According to a common point of view the non-permeating cryoprotectants play the supporting role of permeating cryoprotectants. They bind extracellular water and at the same time exclude the harmful effects of permeating cryoprotectants (39). In general, the inclusion of osmotically active, non-permeating compounds into the cryopreservation solution would lead to additional dehydration of the cells and, as a result, would decrease the toxic effects of the permeating cryoprotectants on intracellular structures. In addition, sugars can provide some stabilization to cell membranes (40). Nevertheless, vitrification allows avoiding the additional stresses caused by the addition and the removal of the permeating cryoprotectants, including the negative effects on the cells’ genetic material. Moreover, vitrification is accompanied with less cost (15).
 
Conclusion
 
The present study confirms the significant affection of the progressive motility, viability and mitochondrial membrane potential of human spermatozoa by cryopreservation, however, without meaningful differences between the conventional slow and the vitrification cryopreservation techniques.

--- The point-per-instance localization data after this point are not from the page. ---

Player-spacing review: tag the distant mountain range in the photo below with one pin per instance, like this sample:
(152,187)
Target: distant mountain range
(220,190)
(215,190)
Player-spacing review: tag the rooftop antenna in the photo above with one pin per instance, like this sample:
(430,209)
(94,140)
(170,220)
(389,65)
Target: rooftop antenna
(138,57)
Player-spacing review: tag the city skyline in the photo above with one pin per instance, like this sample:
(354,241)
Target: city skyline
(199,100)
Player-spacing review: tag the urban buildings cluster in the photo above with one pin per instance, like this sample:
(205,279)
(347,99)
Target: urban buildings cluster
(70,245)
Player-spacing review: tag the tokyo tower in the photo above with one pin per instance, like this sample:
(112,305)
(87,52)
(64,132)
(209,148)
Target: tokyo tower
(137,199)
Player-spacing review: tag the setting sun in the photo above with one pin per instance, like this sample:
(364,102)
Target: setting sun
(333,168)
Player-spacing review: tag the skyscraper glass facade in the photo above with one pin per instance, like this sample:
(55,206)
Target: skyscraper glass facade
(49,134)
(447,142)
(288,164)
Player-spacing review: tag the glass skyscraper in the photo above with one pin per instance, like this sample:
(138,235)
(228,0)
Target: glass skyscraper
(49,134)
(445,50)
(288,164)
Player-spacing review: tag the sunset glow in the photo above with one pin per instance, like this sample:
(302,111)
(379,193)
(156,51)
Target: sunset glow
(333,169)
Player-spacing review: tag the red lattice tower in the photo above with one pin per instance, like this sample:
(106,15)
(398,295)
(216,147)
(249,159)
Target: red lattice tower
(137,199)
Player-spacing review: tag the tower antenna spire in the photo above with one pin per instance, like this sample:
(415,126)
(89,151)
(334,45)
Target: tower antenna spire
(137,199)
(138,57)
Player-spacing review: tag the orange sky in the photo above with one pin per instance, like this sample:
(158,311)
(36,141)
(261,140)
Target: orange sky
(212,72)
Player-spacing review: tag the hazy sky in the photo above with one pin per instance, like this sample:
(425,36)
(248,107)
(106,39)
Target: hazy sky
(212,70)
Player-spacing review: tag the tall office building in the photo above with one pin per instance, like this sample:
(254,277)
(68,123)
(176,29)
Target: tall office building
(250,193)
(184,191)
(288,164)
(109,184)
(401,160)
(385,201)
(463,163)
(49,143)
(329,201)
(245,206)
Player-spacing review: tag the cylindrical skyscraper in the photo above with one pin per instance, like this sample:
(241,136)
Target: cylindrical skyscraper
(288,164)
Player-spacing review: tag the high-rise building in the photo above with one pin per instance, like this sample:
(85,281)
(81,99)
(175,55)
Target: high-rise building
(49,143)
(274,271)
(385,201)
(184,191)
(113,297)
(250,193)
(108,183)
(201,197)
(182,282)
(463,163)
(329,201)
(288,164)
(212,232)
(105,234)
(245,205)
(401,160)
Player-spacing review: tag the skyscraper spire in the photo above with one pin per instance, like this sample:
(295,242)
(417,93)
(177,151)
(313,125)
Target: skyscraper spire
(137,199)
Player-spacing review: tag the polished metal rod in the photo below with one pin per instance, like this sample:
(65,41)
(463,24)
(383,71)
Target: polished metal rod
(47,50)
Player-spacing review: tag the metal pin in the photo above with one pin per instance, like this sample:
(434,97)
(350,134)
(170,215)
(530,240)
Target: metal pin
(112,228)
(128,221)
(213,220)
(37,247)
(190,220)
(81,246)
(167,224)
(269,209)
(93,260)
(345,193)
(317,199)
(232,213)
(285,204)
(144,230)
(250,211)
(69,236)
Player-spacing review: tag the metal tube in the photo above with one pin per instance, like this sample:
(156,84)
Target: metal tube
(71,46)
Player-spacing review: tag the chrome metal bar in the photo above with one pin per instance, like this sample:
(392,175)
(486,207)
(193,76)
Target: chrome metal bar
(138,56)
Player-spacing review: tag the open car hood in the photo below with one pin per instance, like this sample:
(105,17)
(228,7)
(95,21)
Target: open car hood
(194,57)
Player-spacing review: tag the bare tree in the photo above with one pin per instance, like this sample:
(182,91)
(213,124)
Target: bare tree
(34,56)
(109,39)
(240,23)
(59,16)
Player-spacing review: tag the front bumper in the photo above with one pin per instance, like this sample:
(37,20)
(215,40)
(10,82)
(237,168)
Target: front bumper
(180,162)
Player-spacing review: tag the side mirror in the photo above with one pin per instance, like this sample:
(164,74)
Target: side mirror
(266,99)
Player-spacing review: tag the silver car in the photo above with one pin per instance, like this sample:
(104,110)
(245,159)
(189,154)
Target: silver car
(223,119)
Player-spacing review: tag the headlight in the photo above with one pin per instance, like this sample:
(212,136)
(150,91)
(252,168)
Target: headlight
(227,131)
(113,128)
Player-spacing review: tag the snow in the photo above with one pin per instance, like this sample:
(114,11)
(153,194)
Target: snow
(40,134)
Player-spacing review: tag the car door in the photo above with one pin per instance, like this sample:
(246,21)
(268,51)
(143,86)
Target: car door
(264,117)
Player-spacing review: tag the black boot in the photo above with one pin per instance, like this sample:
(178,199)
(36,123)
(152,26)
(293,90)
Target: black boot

As vitrification has the tendency to avoid the toxic hazards of the permeating cryoprotectants, is easier to perform, is associated with less cost and is less time consuming, the application of vitrification in the practice of assisted reproductive technology and cryopreservation of spermatozoa is expected to improve the clinical outcome.  
 
Acknowledgments
 
This research did not receive any specific grant from any funding agency in the public, commercial or not-for-profit sector. All materials used in this study were supplemented by Universitätsprofessor Dr. med. Peter Mallmann, director of the Women's Hospital, University of Cologne. The author thanks Universitätsprofessor Dr. rer. A. Noegel for her support.
 
Conflict of interest
 
There was no conflict of interest in this study.